3. CapabilityProfile
Make platform/runtime availability first-class and strategy-driven.
4. GraphSnapshot
Evolve current graph JSON into a typed runtime snapshot model for tools and AI.
5. GraphEventBus
Emit node/edge/facet/lifecycle changes for DevTools, telemetry, Shadow, and AI diagnosis.
6. GraphCommand v0
Add generic commands: AddNode, RemoveNode, AddPort, ConnectPorts, SetFacet, RemoveFacet.
7. GraphValidator
Core validates IDs, contracts, edges, and facets.
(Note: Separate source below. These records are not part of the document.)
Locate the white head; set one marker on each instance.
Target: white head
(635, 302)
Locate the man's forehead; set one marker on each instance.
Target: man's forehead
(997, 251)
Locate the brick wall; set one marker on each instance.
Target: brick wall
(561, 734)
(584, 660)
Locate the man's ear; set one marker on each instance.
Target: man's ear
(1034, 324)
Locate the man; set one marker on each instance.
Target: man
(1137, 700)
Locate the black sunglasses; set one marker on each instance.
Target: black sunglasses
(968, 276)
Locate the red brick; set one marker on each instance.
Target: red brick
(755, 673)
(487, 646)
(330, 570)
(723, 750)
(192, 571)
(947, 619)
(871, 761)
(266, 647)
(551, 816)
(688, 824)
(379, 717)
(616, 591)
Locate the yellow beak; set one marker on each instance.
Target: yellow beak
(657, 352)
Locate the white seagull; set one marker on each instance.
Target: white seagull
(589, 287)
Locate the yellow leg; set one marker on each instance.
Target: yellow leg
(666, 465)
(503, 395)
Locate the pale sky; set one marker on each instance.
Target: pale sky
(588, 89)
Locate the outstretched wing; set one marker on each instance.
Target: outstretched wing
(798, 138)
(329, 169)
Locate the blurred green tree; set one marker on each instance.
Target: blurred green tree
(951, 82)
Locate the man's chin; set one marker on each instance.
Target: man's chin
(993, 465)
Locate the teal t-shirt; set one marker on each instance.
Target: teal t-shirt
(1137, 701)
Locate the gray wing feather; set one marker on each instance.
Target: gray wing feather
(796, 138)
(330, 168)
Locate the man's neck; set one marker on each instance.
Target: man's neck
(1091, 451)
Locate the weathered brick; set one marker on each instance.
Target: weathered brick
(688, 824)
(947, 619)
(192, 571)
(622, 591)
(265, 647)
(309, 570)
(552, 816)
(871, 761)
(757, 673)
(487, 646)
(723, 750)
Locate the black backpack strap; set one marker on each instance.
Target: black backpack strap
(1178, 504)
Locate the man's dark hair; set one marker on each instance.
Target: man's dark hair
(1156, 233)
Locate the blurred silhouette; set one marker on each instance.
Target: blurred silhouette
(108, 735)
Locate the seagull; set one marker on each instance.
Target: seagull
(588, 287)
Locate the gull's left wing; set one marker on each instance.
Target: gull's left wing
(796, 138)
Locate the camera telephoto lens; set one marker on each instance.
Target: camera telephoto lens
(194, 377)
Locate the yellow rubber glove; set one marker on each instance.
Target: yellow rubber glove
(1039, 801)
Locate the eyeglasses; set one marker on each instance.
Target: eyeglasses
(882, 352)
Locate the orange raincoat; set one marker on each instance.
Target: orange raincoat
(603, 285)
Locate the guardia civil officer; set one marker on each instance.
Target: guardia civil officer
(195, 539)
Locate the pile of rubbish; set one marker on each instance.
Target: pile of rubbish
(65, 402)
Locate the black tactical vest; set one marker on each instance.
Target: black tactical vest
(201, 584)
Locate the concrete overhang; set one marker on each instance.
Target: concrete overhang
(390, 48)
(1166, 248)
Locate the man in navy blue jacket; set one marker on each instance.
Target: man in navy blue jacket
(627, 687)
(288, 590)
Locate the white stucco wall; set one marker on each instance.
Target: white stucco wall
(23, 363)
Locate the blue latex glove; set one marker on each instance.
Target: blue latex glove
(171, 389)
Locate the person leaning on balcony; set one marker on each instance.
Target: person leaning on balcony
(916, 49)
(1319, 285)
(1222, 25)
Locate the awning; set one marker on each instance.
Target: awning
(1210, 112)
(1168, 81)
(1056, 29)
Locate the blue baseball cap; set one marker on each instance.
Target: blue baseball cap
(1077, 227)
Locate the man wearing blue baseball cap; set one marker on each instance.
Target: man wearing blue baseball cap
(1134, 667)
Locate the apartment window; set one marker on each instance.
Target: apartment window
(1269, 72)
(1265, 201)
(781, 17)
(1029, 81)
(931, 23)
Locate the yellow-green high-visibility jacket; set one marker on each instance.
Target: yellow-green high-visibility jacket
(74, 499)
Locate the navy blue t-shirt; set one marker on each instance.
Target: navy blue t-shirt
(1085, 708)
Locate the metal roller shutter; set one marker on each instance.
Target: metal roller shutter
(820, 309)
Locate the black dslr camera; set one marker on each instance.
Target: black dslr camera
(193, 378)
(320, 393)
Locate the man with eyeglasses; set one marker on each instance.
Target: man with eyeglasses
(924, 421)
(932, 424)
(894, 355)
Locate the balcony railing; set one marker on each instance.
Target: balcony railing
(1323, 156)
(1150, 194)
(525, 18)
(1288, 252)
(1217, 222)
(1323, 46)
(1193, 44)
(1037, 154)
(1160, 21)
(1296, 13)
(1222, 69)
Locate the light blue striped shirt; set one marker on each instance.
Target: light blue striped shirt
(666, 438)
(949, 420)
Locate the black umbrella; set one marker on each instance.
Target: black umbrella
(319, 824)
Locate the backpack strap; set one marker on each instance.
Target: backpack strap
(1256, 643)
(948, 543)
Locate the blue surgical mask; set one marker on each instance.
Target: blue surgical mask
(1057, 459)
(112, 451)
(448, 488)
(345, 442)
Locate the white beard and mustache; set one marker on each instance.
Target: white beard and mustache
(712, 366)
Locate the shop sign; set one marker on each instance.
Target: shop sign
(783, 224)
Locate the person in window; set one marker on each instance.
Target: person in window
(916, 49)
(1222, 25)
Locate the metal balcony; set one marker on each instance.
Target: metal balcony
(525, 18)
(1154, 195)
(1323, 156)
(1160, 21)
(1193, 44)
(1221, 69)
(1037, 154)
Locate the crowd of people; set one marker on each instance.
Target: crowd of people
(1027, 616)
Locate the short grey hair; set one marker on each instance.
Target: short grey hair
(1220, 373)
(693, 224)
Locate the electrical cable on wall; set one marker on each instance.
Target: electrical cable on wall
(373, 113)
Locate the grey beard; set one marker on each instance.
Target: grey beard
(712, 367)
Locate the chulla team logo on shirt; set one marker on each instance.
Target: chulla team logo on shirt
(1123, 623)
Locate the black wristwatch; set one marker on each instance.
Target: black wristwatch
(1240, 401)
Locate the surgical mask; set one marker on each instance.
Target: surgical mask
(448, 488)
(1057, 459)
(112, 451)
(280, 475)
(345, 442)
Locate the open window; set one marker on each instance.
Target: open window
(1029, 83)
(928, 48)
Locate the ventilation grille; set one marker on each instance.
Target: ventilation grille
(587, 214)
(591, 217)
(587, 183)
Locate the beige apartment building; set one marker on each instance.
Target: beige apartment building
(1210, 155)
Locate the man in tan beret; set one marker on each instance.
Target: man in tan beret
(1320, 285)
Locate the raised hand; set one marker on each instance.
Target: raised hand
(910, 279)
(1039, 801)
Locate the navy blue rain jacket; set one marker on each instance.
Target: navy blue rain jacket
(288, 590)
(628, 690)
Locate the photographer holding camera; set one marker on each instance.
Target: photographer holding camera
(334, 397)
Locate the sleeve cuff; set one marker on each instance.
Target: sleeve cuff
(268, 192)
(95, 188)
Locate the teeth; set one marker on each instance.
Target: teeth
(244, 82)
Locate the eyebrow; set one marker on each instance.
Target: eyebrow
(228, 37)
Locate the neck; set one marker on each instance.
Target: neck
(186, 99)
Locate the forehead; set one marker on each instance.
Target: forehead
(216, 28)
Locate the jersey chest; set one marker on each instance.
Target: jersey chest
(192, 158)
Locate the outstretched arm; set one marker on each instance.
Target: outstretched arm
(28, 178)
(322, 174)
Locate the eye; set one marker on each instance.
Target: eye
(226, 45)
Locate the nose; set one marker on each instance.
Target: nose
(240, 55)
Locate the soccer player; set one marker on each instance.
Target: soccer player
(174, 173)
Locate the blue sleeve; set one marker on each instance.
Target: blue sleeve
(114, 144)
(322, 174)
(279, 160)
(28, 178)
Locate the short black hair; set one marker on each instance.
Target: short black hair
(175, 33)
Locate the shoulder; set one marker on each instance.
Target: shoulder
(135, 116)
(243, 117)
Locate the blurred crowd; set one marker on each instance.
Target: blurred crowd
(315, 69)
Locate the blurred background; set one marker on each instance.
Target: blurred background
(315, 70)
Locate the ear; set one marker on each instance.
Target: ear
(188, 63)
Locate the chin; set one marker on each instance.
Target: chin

Modules validate routes, services, deployment, auth, and bus rules.
8. ModuleRegistry
Modules register facets, capabilities, validators, visitors, renderers, inspectors, codegen, and adapters.
9. Route attachment roles
Replace “first attached node” with PrimaryView, Controller, Guard, Loader, Prefetcher, Analytics, ErrorBoundary.
10. Transport-neutral services
Operation identity must be separate from endpoint and transport.
Golden samples
- sample-notes — small CRUD/offline-first app.
- sample-mobile-shell — auth, navigation, profile, capability fallback.
- sample-social — real-time, offline, actors, notifications, media.
- sample-edge-api — Workers, queues, storage, service proxying.
- sample-brownfield-react-spring — incremental adoption.
- sample-reaktor-desktop-devtools — the engine builds its own editor.
Final design heuristic
Can this be expressed as:
a contract,
a facet,
a capability,
a visitor,
an event,
a snapshot field,
or a command?
If yes:
it belongs in a module.
If no:
either the kernel is missing a primitive,
or the feature is trying to smuggle a framework into the kernel.